Having thrown this number into a few DJ sets at bars, I can tell you that patrons enjoy it a lot more than management does. Its signal to kill and destroy emboldens the laborer and frightens the capitalist. Maybe this is a distinctly Southern California phenomenon. In these parts, when one is behind the wheel of one’s Japanese sedan and “Angel of Death” comes out of the speakers, one simply knows to start shrieking, floor the accelerator, and close one’s eyes (or, I suppose, if you are a person of wealth, whimper, pull onto the shoulder, and call for help).
Thirty years is a long time to be conditioned. By now, reaction to this stimulus is involuntary and probably unconscious, too. I’m not sure what my own Pavlovian response would be if I were at a loved one’s funeral and “Angel of Death” came on, but I would not be surprised to find myself whacking my late friend’s body against a load-bearing wall when the music ended and the fog lifted.
In honor of the 30th anniversary of Reign in Blood, the musician and producer Andrew Liles has created a 30-minute version of this monster song. The original was only 4:52. A simple calculation will demonstrate that your new best friend Andrew Liles just made “Angel of Death” six times better for free. It’s the latest in what Liles calls an “ad hoc series of massive extensions of classic tracks.” Like his previous creations, “45 Minutes of Black Sabbath by Black Sabbath for 45 Years” and the Motörhead tribute “Overkill Overkilled by Overkill,” the extended “Angel of Death” is longer than the album on which it first appeared. I can’t help you interpret Liles’ main addition to the track, a female vocalist speaking in German. A non-Germanophone, I can only make out the part where she’s saying “Angel of Death” over and over; as far as I know, the rest of what she’s saying is as likely to come from Sing mit Heino as Ilsa, She Wolf of the SS.

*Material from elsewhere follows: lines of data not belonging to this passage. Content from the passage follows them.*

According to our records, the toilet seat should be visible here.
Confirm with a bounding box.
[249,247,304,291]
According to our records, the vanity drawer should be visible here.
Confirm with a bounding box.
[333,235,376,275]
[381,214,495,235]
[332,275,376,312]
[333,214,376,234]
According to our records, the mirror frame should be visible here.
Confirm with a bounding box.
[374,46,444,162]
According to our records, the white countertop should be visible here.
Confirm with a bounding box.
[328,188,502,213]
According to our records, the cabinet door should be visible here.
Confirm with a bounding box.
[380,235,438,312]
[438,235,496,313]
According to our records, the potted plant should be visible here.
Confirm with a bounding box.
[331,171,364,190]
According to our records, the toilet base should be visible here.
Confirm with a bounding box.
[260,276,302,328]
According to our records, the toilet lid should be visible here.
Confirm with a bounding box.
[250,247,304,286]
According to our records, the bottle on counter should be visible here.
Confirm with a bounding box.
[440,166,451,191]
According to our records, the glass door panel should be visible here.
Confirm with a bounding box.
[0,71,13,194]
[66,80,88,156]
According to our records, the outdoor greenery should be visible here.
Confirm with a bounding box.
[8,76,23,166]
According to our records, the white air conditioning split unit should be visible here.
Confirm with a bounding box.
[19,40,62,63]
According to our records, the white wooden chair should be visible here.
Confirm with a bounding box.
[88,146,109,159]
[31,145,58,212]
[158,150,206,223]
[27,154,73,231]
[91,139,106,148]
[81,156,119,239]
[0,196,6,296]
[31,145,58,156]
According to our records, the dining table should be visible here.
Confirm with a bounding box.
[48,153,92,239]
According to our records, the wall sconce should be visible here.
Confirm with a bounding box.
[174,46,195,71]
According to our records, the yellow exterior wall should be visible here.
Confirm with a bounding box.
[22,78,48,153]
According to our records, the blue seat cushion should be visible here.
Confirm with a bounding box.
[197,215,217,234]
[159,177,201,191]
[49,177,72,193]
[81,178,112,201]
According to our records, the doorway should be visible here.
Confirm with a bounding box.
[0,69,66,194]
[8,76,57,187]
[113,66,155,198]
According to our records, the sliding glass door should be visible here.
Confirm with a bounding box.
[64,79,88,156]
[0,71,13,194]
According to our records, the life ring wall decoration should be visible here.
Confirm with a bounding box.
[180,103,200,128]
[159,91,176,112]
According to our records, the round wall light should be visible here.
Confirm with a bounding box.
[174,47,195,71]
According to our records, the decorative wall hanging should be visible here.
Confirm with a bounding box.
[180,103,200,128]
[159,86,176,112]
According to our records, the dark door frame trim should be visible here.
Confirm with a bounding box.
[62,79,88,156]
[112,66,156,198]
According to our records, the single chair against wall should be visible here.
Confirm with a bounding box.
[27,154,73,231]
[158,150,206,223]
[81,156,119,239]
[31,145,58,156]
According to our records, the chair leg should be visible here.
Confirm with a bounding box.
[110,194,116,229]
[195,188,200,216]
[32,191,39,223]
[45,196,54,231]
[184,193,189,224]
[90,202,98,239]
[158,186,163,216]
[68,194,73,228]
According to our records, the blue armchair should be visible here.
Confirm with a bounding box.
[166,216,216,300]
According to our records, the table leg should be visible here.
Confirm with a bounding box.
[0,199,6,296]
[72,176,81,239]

This summer, Liles’ 50-minute version of the Beatles’ “Tomorrow Never Knows” spread the Fabs’ lysergic gospel of the void to thousands before it was shut down by the satori-hating copyright police. Get an earful of “30 Minutes of Angel of Death for 30 Years” before “the Man” outlaws it, too.
Incidentally, I highly recommend Liles’ remixes of the first five Current 93 albums, which I have come to prefer to the originals.